京都で2年間活動したのち拠点を東京に移しました。最初はフリーランスのライターさんのアシスタントをやらせていただいたのですが、出版の仕事で必要とされる様々なスキルや言葉を覚えることが楽しかったですね。卒業後6年目に「京都の本を執筆してほしい」というご依頼を受け、自分の名前で本を出版することができました。

女性の憧れをインスパイアする物語と物作りを

いまは文筆家という肩書きで、本を書く仕事をしたり「Loule」での雑貨作りを続けるかたわら、デパートの催事場からホテルの部屋等のプロデュース、カルチャースクールの講師など幅広く取り組んでいます。

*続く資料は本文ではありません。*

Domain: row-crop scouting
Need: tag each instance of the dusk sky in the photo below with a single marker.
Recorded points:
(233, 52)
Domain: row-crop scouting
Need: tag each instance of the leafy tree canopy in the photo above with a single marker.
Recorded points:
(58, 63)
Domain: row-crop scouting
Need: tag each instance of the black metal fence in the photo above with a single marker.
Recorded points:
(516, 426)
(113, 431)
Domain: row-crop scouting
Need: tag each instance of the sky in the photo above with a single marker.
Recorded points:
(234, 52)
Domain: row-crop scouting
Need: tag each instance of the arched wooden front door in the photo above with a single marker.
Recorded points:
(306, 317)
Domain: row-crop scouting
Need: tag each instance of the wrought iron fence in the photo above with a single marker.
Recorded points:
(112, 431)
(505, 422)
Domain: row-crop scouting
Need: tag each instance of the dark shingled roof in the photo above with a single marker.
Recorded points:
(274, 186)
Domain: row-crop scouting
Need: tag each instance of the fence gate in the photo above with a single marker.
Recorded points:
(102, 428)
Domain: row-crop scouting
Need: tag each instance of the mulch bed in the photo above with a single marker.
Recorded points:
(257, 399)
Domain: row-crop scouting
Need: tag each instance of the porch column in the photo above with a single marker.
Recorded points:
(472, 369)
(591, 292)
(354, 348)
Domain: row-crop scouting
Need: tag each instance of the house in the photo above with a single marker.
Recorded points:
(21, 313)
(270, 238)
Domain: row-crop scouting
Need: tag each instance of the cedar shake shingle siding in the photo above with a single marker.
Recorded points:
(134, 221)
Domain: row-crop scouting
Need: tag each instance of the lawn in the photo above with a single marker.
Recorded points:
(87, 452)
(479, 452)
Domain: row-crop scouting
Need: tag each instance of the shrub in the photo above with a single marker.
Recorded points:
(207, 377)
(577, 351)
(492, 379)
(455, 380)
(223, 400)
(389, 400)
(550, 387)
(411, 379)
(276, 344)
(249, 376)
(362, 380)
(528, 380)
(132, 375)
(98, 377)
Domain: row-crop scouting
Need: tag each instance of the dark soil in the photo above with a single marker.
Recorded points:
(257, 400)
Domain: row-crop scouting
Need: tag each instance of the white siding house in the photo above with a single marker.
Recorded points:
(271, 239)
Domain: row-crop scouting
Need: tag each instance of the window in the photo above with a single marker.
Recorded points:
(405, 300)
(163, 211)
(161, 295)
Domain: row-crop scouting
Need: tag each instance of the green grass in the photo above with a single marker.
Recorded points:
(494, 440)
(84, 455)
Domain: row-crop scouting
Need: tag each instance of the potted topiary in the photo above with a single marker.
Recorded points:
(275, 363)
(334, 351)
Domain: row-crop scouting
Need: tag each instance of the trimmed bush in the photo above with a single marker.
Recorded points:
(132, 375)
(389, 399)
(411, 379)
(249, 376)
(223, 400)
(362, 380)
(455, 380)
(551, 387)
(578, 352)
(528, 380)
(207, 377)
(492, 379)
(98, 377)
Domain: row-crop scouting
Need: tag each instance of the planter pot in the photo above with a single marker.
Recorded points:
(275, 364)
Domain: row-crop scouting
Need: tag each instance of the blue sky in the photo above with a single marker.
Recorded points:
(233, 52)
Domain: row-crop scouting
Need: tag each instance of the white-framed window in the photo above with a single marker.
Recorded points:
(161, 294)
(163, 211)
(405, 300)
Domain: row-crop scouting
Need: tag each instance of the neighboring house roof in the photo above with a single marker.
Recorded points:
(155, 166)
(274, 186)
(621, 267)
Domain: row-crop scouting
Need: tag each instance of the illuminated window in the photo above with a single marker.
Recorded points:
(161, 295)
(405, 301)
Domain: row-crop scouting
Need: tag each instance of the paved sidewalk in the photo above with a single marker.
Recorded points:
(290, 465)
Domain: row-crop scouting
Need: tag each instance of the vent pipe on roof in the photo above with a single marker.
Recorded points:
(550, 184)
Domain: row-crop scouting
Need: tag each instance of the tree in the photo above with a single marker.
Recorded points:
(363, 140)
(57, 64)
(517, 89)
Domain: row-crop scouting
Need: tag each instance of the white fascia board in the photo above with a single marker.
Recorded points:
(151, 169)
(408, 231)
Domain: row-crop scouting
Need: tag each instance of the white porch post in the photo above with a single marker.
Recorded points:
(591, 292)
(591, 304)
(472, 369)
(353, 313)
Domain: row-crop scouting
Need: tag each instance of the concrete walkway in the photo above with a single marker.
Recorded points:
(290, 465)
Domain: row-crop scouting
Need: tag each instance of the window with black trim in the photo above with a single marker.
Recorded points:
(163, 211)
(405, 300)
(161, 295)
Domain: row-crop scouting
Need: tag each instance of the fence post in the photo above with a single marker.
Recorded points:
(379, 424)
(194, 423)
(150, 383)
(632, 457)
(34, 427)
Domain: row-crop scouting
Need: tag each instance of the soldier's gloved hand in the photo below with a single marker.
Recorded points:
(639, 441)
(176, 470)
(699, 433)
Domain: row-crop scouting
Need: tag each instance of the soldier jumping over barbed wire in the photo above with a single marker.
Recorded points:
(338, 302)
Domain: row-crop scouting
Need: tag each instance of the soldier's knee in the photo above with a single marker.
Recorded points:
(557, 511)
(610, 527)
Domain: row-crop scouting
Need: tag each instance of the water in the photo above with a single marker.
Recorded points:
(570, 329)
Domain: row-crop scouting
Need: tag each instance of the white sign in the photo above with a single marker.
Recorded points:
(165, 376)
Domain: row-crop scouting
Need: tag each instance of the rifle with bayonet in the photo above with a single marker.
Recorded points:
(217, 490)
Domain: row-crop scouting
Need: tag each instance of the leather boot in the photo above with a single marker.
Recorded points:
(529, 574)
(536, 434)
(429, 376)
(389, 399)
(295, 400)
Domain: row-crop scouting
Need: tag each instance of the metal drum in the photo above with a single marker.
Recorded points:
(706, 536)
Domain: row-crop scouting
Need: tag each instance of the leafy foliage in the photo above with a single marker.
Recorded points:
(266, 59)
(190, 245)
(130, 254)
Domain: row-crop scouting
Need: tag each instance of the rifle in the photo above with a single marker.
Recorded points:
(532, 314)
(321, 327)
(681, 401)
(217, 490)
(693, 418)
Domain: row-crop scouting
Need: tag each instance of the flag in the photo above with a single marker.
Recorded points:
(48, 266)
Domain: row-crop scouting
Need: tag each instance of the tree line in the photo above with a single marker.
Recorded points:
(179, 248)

活動の領域が広いので、一見何をやっている人なのかわからないように思えるかもしれませんが(笑)、「自分の好きなことや憧れを世の女性たちに思い出してもらえる」ことならなんでもやってみたいと、自分の中では一貫しています。

いま改めて考えてみると、「書く」ことに向いているのは、まず自分の好きなモノやコトがあり、それを追求したいと思える人じゃないでしょうか。そのための好奇心を養ったり、好きなものの幅を広げるには、様々な分野の表現を追求している人たちとの交流ができる芸術大学は適していると思います。文芸学科の中だけで考えても、すごく歴史が好きな人もいれば歌舞伎が好きな人もいましたし、かと思えば映画や漫画を掘り下げている人がいたり、私のようにフランスのポップカルチャーに夢中になっている学生もいたりと違いがあり、好きなジャンルにオタク的にのめり込んでいる人ほど面白いとされるというか、それぞれの個性を尊重し合える風潮が文芸学科にはあった気がしています。